2. Aux termes de l’article 244 quater E du code général des impôts : « I. – 1° Les petites et moyennes entreprises relevant d’un régime réel d’imposition peuvent bénéficier d’un crédit d’impôt au titre des investissements, autres que de remplacement, financés sans aide publique pour 25 % au moins de leur montant, réalisés jusqu’au 31 décembre 2027 et exploités en Corse pour les besoins d’une activité industrielle, commerciale, artisanale, libérale ou agricole autre que : // (…) a bis. la gestion et la location de meublés de tourisme situés en Corse ; Toutefois, ne sont pas concernés par cette exclusion les établissements de tourisme gérés par un exploitant unique, comportant des bâtiments d’habitation individuels ou collectifs dotés d’un minimum d’équipements et de services communs et regroupant, en un ensemble homogène, des locaux à usage collectif et des locaux d’habitation meublés loués à une clientèle touristique qui n’y élit pas domicile.
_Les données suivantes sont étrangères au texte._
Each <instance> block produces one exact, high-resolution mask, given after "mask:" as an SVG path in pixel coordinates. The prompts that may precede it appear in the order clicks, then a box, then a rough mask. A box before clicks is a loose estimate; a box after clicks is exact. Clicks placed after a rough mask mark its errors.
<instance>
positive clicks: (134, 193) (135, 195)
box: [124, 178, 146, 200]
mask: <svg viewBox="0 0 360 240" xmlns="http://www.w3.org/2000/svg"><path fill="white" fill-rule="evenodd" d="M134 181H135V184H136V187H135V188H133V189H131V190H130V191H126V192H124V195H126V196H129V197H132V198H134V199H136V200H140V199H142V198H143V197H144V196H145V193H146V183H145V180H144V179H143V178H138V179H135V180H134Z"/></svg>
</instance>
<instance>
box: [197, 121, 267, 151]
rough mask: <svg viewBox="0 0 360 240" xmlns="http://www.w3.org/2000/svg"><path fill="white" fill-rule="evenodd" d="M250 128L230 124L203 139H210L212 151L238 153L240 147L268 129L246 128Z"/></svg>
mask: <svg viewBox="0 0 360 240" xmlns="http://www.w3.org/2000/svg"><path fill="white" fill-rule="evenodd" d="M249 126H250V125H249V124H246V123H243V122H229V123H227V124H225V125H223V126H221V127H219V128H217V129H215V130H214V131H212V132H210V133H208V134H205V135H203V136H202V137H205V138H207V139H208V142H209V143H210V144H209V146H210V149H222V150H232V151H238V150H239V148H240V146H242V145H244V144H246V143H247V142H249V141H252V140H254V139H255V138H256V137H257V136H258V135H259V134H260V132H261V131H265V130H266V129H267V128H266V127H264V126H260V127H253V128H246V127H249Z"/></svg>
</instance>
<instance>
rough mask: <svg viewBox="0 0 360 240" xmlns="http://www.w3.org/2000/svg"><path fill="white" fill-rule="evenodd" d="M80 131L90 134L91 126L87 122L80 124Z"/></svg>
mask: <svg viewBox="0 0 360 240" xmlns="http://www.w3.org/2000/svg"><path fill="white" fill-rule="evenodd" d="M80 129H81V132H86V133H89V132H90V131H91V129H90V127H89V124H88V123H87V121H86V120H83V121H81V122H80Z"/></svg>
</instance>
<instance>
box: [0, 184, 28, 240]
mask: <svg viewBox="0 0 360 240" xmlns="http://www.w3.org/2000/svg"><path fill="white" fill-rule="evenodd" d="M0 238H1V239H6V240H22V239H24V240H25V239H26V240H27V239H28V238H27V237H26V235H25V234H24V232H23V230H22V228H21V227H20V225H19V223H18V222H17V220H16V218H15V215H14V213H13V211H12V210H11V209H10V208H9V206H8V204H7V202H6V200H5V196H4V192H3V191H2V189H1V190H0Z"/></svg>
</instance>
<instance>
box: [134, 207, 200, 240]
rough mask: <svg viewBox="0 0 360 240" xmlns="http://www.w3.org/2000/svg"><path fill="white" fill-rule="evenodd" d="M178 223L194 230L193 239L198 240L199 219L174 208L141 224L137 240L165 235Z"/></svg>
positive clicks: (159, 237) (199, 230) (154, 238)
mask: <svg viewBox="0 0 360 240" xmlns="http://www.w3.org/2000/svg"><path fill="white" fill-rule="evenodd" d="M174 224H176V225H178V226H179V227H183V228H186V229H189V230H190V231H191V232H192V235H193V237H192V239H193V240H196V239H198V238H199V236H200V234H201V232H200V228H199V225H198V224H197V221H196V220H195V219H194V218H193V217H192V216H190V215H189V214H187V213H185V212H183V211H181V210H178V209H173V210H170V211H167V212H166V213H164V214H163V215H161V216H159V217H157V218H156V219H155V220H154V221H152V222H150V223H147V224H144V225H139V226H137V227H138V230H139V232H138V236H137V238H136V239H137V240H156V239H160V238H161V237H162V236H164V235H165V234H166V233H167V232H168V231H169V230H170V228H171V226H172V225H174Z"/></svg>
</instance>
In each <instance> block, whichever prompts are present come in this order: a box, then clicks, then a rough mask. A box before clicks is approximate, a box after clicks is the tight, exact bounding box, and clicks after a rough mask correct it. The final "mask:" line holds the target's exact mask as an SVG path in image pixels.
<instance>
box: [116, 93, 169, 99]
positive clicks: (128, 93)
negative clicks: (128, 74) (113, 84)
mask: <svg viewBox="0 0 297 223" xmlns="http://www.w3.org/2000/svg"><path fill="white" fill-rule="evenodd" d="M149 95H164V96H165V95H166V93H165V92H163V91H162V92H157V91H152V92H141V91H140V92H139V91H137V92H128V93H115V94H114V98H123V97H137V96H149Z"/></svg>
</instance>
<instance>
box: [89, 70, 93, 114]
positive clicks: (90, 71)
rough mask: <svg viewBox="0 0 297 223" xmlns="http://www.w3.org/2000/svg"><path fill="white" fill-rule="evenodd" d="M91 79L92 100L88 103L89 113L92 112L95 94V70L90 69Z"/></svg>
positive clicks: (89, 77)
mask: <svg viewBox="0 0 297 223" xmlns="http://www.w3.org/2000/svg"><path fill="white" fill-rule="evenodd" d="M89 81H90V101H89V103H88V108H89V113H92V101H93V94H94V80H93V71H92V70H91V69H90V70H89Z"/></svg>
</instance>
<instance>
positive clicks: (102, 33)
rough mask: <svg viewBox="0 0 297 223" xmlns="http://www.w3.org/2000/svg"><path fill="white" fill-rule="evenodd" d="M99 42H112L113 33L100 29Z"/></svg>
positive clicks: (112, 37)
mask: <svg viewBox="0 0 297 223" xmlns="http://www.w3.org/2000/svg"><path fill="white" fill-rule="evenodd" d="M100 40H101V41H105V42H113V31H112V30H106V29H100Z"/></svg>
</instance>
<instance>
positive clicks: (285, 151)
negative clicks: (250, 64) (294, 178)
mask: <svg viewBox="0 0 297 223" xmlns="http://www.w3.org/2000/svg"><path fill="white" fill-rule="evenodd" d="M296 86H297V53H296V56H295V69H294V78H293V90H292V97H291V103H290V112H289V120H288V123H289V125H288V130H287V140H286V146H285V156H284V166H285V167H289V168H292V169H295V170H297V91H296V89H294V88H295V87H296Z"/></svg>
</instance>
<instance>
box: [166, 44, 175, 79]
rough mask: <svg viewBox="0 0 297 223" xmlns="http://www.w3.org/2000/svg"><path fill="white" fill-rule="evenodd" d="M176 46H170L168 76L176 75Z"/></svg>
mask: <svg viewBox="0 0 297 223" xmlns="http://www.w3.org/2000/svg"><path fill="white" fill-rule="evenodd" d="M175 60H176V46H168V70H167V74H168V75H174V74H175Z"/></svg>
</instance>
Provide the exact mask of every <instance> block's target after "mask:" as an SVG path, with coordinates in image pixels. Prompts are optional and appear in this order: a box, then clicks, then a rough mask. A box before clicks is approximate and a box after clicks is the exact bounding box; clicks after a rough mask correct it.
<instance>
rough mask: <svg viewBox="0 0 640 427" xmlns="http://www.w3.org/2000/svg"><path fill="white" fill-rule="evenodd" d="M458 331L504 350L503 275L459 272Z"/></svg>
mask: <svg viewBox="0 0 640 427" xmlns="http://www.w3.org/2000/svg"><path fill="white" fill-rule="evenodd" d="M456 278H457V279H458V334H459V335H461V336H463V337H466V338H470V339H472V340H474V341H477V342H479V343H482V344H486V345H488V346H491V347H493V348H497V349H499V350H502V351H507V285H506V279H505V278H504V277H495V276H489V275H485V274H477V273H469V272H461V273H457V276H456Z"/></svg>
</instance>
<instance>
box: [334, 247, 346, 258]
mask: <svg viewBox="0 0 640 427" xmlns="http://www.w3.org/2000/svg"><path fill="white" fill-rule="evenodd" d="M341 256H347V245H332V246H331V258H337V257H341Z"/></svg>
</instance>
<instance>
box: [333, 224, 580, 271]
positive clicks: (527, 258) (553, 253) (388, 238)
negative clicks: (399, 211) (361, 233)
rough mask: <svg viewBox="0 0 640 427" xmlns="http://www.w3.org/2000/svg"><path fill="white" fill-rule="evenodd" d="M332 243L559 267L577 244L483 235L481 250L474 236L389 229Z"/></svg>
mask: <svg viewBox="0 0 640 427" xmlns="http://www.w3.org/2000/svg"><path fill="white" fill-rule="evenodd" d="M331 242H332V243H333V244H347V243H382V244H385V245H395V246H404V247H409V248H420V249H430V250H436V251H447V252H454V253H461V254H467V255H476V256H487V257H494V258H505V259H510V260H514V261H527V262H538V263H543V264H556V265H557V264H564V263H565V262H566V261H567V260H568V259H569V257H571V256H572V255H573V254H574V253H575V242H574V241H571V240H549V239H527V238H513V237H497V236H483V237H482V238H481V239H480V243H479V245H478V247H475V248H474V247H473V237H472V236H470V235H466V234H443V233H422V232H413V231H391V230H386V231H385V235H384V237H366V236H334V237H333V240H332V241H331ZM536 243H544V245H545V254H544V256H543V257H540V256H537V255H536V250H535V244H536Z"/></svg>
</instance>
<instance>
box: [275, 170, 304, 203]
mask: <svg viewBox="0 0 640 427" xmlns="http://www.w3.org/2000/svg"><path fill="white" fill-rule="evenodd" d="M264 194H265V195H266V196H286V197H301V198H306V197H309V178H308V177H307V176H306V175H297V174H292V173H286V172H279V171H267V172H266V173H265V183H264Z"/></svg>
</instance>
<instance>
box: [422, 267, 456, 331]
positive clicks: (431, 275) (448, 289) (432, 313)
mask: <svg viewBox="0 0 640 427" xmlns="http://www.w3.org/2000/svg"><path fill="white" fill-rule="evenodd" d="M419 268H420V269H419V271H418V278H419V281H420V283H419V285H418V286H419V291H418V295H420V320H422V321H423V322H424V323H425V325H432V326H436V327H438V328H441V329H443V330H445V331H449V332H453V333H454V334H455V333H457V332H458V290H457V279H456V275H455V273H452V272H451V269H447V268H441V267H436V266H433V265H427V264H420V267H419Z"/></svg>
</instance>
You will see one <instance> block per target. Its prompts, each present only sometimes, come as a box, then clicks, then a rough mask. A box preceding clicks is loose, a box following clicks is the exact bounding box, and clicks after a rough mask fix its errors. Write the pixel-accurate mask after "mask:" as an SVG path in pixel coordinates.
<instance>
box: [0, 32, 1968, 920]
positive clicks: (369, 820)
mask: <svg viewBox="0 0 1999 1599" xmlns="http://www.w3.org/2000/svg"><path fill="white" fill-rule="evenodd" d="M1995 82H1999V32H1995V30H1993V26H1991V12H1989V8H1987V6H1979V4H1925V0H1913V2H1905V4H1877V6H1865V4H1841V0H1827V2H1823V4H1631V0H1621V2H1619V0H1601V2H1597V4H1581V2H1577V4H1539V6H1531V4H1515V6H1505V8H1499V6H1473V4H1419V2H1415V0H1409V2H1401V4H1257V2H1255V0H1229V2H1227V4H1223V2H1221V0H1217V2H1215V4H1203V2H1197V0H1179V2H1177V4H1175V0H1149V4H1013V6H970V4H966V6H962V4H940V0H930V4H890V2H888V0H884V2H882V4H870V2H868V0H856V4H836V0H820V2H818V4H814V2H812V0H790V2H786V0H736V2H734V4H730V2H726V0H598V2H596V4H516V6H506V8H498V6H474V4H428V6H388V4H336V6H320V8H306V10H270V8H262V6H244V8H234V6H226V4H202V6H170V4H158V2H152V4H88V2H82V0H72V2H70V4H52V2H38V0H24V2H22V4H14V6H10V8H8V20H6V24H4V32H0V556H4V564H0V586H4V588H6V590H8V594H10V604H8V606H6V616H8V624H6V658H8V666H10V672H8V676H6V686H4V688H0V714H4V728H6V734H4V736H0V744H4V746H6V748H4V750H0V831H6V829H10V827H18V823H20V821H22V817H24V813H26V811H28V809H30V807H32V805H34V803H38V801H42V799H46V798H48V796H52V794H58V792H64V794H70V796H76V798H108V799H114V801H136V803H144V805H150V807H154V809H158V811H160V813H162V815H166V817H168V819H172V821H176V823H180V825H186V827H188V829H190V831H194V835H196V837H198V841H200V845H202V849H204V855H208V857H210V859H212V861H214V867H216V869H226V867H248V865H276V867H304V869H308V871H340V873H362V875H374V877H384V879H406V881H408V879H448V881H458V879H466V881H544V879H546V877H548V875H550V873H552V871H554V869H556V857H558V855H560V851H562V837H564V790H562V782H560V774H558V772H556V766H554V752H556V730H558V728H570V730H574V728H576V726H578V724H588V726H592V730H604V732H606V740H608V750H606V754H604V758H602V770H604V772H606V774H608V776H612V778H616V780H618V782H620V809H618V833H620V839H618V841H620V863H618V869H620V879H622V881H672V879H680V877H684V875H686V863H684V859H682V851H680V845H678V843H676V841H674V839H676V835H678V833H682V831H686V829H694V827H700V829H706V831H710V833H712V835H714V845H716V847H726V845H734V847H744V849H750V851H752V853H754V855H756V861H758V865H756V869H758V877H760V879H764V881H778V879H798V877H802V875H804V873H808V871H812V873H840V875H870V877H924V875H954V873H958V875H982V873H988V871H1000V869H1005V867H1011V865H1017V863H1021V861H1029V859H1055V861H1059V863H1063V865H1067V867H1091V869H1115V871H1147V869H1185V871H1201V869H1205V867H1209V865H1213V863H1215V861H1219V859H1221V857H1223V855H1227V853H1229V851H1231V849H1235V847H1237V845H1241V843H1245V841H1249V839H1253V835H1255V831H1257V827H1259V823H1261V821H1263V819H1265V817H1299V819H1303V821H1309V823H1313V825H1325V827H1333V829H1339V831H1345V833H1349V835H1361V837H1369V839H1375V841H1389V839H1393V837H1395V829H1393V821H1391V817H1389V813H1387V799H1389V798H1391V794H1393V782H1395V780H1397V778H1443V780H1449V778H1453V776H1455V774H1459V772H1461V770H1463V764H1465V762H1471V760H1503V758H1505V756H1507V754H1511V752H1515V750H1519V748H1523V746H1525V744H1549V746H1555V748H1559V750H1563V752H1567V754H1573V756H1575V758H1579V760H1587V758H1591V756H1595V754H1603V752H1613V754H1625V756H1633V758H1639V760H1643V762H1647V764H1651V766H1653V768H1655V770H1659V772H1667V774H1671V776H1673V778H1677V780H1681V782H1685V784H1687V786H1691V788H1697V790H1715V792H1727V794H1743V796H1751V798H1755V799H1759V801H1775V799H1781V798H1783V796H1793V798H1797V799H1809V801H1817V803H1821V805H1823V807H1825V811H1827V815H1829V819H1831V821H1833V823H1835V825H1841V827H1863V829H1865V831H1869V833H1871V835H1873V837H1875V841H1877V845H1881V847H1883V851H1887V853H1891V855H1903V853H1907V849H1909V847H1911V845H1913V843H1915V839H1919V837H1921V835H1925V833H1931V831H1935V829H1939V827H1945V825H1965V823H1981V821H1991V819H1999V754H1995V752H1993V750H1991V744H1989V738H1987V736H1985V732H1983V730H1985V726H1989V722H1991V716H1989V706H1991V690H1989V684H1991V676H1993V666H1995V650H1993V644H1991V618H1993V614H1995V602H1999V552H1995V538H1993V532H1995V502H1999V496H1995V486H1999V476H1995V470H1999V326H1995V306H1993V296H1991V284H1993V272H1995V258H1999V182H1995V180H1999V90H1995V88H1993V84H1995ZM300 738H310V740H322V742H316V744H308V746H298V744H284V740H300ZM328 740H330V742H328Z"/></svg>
Pour les établissements de tourisme répondant à ces conditions, aucun critère relatif au nombre minimal de lits n’est requis ; (…) ».
3. Il résulte de l’instruction que les huit villas exploitées par la société requérante sont données en location à titre individuel à une clientèle de passage qui n’y élit pas domicile, que les locations en cause sont assorties de diverses prestations de service de type hôtelier et qu’un bâtiment d’accueil ainsi que diverses aires d’activités collectives sont mis à la disposition de la clientèle.
4. La circonstance que l’ensemble immobilier ci-dessus décrit a reçu la qualification de « résidence de tourisme » sur le fondement des dispositions des articles D.321-1 et suivants du code du tourisme par arrêté du président du conseil exécutif de Corse du 20 septembre 2024, n’implique pas nécessairement que cet ensemble doive être considéré comme un « établissement de tourisme » au sens des dispositions rappelées ci-dessus de l’article 244 quater E (I. – 1° – a bis) du code général des impôts. La détermination du point de savoir si cet ensemble peut recevoir une telle qualification ou, au contraire, être regardé comme relevant de la catégorie des « meublés de tourisme » au sens des dispositions de l’article L.324-1-1 du code du tourisme, expressément exclus du bénéfice du CIIC par les mêmes dispositions du code général des impôts, présente une difficulté sérieuse qui excède l’office du juge des référés.
5. Il résulte de ce qui vient d’être dit que la créance prétendument détenue sur l’Etat par la société L.P. Story ne peut être regardée comme présentant, dans son principe, le caractère non sérieusement contestable requis par les dispositions de l’article R.541-1 du code de justice administrative.
6. Il résulte de tout ce qui précède que la requête de la société L.P. Story doit, en toutes ses conclusions, être rejetée.
O R D O N N E :
Article 1er : la requête de la société L.P. Story est rejetée.
Article 2 : La présente ordonnance sera notifiée à la société L.P. Story et à la directrice départementale des finances publiques du Gard.
Fait à Nîmes, le 20 avril 2026.
Le juge des référés,
J.-F. ALFONSI
La République mande au préfet du Gard en ce qui le concerne et à tous commissaires de justice à ce requis en ce qui concerne les voies de droit commun contre les parties privées, de pourvoir à l’exécution de la présente ordonnance.